Canadian citizens Ryan James Wedding, 43, and Andrew Clark, 34, were previously charged with running a continuing criminal enterprise, murder, and conspiring to possess, distribute and export cocaine.

Clark was arrested on October 8 by Mexican law enforcement.

Wedding remains a fugitive and is on the FBI's Most Wanted list with a $50,000 reward offered for his capture.

Wedding, whose aliases include "El Jefe," "Giant," and "Public Enemy," competed for Canada in the 2002 Winter Olympics in Salt Lake City.

He is charged with eight felonies: two counts of conspiracy to distribute controlled substances, one count of conspiracy to export cocaine, one count of leading a continuing criminal enterprise, three counts of murder in connection with a continuing criminal enterprise and drug crime and one count of attempt to commit murder in connection with a continuing criminal enterprise and drug crime.

Clark, whose aliases include "The Dictator," is charged with the same eight felonies, plus an additional count of murder in connection with a continuing criminal enterprise and drug crime.

Wedding, Clark and others allegedly conspired to ship bulk quantities of cocaine from Southern California to Canada through a Canada-based drug transportation network run by Hardeep Ratte, 45, of Ontario and Gurpreet Singh, 30, of Ontario from approximately January 2024 to August 2024.

The cocaine shipments were transported from Mexico to the Los Angeles area, where they allegedly would store the cocaine in stash houses, before delivering it to the transportation network couriers for transportation to Canada using long-haul semi-trucks.

Wedding and Clark allegedly directed the November 20, 2023, murders of two members of a family in Ontario in retaliation for a stolen drug shipment that passed through Southern California.

The pair allegedly also ordered the murder of another victim on May 18, 2024, over a drug debt.

Clark and Malik Damion Cunningham, 23, a resident of Canada, are charged with the April 1, 2024, murder of another victim in Ontario.

"An Olympic athlete-turned-drug lord is now charged with leading a transnational organized crime group that engaged in cocaine trafficking and murder, including of innocent civilians," said United States Attorney Martin Estrada. The FBI is offering a reward of up to $50,000 for any information leading to his arrest."
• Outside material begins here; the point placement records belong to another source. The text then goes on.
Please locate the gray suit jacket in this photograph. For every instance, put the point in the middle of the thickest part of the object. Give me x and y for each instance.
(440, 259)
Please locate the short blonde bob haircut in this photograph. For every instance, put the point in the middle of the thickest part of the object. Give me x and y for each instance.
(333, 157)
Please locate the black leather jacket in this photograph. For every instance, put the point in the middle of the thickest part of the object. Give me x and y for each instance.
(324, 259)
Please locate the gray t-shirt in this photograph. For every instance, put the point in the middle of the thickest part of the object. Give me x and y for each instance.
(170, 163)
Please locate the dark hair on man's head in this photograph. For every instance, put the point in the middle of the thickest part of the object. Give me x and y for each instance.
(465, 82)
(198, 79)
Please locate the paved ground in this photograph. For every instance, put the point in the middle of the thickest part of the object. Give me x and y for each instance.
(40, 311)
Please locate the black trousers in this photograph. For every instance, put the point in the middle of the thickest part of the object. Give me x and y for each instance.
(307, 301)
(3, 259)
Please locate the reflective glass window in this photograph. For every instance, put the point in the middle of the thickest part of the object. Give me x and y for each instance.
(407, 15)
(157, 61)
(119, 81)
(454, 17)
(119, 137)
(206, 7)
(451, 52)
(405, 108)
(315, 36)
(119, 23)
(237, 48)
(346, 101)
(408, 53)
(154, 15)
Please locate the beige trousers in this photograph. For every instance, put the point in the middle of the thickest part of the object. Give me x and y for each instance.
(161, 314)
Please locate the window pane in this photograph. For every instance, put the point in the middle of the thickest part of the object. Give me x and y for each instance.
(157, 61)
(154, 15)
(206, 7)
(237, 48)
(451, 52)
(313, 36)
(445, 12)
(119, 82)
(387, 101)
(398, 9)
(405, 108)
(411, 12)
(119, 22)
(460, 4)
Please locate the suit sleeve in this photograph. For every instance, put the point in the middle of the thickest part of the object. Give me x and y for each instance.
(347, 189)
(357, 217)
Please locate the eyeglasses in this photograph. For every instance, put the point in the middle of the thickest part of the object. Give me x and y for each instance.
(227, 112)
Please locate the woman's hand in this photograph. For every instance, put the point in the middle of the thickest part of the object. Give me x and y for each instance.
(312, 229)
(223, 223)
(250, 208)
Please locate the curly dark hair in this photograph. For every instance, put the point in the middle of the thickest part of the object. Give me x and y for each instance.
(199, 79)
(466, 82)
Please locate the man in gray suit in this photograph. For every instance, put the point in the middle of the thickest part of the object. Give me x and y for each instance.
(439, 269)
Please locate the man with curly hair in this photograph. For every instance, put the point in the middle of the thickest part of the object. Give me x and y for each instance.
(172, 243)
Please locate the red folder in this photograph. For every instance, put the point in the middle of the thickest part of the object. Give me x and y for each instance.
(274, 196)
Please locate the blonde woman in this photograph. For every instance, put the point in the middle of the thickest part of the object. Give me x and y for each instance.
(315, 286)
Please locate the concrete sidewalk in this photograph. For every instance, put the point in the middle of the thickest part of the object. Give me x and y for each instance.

During the investigation, law enforcement has seized more than one ton of cocaine, three firearms, dozens of rounds of ammunition, $255,400 in United States currency and more than $3.2 million in cryptocurrency, the Justice Department said.

Several of the defendants arrested are expected to make court appearances soon in Los Angeles, Michigan, and Miami.

If convicted, Wedding, Clark, and Cunningham would face a mandatory minimum penalty of life in federal prison on the murder and attempted murder charges.

The continuing criminal enterprise charges also carry a mandatory minimum penalty of life in federal prison.

The drug trafficking charges carry mandatory minimum penalties between 10 and 15 years in prison.

"Wedding, the Olympian snowboarder, went from navigating slopes to contouring a life of incessant crimes," Matthew Allen, DEA special agent said.